Newer Drugs Cut Overall Health Care Costs
September 13, 2001
Despite a higher price tag, newer brand-name medications save more money in overall health spending than older, lower-priced drugs, according to a study in Health Affairs. The study defined 'new' drugs as those approved by the Food and Drug Administration (FDA) in the years just prior to 1996.
Frank R. Lichtenberg, a professor at Columbia University, examined federal data on a random sample of the U.S. population to determine if people taking recently approved medications had fewer hospital stays. He found people who are taking newer drugs are significantly less likely to be hospitalized than those taking older drugs, resulting in a longer life span and lower health costs.

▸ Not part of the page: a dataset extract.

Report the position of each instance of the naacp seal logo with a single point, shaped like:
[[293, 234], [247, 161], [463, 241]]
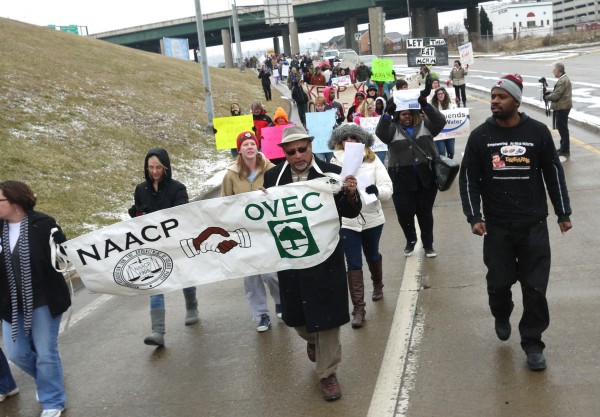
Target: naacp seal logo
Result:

Using the Agency for Health Care Research and Quality's Medical Expenditure Panel Survey for 1996, Lichtenberg found:
- Taking new therapies resulted in a reduction in spending on non-drug health care of $71.
- This far outweighs the average $18 increase in money spent on those new drugs.
- With the new drugs, the likelihood of being hospitalized fell by one half of one percent.
- Given that hospital stays average $8,000, expected hospital costs would decrease by $40 to $50.
Lichtenberg did not detect a significant decrease in lost work days, however.
Source: Frank R. Lichtenberg, "Are The Benefits Of Newer Drugs Worth Their Cost? Evidence From The 1996 MEPS," Health Affairs, September/October 2001; "Newer drugs cut overall healthcare costs: study," Reuters Health, September 6, 2001.